Как это случилось? Люсьен встал и заковылял за нею следом.

– У меня к тебе по-прежнему есть вопросы, Жюльетт. Я, знаешь ли, по-прежнему сержусь.

– Знаю. Быть может, я покажу тебе такой способ выместить гнев, который тебя удовлетворит, нет?

– Я не понимаю, что это значит, – ответил Люсьен.

– Поймешь, – сказала Жюльетт. И подумала при этом: «Да, он – то, что надо».

* * *

А на авеню де Клиши Тулуз-Лотрек подошел к Красовщику.

– Bonjour, Monsieur, – поздоровался с ним тот. – Вы же художник, нет?

– Он самый, – ответил Тулуз-Лотрек.

Когда ему исполнилось двенадцать лет, матушка взяла его с собой в Италию, и в галерее Уффици во Флоренции он увидел картину Тинторетто – Деву Марию, а в небе над нею, похоже, призраки темных лиц, едва различимые. Однако внимательный юный художник не мог их не разглядеть.
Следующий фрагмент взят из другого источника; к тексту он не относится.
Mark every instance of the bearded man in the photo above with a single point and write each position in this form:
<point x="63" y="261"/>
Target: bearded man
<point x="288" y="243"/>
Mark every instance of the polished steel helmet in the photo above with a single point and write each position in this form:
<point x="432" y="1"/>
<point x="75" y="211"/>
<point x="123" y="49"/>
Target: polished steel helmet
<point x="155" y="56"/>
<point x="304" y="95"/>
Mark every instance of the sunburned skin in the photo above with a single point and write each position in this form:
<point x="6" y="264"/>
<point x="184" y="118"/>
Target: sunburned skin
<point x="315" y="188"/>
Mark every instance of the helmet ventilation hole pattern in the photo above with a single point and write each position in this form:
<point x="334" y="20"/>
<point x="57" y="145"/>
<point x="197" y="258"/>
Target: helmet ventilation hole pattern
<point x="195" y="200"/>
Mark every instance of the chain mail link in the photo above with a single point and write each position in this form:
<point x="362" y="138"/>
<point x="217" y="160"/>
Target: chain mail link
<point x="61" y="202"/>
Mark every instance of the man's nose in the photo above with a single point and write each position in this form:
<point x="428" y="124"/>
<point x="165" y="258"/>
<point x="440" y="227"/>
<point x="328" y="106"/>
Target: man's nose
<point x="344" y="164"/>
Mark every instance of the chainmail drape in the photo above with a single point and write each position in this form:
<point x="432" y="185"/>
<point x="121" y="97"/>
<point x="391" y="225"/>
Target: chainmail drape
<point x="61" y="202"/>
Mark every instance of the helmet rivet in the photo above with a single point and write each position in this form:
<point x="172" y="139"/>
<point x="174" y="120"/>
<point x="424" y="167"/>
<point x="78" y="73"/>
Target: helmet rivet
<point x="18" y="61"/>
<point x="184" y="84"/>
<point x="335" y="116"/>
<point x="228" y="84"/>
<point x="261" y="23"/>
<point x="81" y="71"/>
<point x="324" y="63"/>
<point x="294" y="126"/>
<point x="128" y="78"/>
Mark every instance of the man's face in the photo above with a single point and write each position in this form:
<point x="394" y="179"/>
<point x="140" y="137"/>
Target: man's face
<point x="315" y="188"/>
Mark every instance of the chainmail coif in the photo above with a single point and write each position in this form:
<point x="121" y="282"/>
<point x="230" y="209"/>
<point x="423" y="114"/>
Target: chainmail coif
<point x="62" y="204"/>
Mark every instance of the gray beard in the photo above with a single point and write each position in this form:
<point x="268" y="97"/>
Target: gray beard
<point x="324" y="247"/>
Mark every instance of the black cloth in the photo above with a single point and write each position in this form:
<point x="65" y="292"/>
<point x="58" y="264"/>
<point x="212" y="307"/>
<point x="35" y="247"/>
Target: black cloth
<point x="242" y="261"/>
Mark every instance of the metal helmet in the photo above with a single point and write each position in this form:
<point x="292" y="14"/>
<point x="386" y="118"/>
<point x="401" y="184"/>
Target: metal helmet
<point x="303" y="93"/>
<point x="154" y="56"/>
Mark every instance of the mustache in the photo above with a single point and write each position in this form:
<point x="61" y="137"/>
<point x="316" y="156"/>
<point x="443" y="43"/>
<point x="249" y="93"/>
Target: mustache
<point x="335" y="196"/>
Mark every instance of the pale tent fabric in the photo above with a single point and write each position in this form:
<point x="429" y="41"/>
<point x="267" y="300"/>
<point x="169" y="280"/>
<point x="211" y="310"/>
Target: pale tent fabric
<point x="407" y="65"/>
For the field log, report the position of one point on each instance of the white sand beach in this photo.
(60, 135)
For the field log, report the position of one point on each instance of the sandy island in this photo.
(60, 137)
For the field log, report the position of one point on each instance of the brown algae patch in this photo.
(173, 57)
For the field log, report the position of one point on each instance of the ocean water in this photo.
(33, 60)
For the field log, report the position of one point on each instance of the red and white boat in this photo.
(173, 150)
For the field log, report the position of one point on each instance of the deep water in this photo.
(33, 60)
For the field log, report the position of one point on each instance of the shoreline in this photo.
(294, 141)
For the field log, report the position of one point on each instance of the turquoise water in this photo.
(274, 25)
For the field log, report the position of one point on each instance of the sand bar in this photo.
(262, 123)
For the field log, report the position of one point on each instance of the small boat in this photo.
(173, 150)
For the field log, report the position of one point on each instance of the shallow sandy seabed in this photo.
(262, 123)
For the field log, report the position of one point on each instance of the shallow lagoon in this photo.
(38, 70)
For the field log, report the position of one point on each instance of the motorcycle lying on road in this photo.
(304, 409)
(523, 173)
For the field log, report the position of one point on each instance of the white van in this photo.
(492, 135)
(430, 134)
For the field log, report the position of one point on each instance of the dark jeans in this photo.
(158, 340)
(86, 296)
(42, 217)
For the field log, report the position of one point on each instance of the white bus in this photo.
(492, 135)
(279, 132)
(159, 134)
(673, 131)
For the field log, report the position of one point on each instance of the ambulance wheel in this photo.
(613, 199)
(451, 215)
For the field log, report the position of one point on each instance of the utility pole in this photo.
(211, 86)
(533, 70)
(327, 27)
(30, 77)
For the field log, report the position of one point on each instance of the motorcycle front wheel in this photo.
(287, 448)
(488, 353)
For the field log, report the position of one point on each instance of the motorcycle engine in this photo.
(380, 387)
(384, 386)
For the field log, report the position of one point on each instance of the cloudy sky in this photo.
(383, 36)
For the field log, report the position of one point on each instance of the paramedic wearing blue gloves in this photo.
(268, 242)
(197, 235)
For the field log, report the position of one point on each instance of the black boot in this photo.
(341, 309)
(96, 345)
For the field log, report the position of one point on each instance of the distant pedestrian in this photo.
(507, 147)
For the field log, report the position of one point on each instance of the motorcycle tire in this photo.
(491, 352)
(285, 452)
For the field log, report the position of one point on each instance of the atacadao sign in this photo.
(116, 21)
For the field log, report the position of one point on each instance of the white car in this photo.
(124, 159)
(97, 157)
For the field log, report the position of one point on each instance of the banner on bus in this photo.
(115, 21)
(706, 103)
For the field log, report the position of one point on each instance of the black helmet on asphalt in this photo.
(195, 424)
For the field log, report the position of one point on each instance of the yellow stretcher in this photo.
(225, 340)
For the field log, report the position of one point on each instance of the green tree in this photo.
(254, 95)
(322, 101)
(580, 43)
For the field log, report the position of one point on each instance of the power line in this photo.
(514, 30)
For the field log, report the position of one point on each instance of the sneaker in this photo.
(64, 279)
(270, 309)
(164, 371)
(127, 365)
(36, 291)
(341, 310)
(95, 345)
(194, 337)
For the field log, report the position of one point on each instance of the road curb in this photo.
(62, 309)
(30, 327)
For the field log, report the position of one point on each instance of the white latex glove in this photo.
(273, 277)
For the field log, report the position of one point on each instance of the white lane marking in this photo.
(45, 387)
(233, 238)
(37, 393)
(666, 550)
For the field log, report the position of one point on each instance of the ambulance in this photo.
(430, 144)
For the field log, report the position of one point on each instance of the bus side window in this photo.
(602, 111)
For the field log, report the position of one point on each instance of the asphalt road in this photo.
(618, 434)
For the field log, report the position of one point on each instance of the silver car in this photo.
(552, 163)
– Это называется пентименто, – пояснил им проводник по галерее, которого наняла матушка. – Мастер записал другую картину, и много лет спустя старое изображение проступило. Оно неясно, однако видно, что здесь было раньше, чему нынче тут не место.

И теперь Анри, завидев Красовщика, ощутил, как у него в уме проступает такой же темный пентименто. Что-то привлекло художника к этому человеку через дорогу.

– Вам нужна, быть может, краска? – осведомился Красовщик и постукал по деревянному ящику, который носил с собой. Достаточно большому, отметил Анри, чтобы в него поместился и сам его хозяин – лишь чуть изогнувшись или утратив конечность-другую.

Человечек был ниже Анри и скрючен так, что художник решил: его, должно быть, все же некогда забили в этот ящик пушечным шомполом, не заботясь об удобстве или сохранности членов. Тулуз-Лотрек чувствовал некую печальную общность с ним, хотя отвращение – след чего-то прошлого и забытого – встопорщило волосы у него на загривке.

– Мы с вами не знакомы? – спросил Анри. – Я у вас раньше не покупал?

– Возможно, – ответил Красовщик. – Я много странствую.

– А у вас обычно разве нет ослика, который возит ваш товар?

– О, Этьенн? У него сейчас отпуск. Вам нужны краски, месье? У меня лучшие глины и минералы, никакой фальшивки. У меня сироп, из которого отливаются шедевры, месье. – Красовщик щелкнул задвижками на ящике и открыл его крышку прямо на обочине: внутри лежали ряды жестяных тюбиков, прижатых бронзовой проволокой. Человечек выхватил один, отвинтил колпачок и выдавил себе на кончик пальца каплю темной кроваво-красной краски. – Кармазин – сделан из крови румынских девственниц.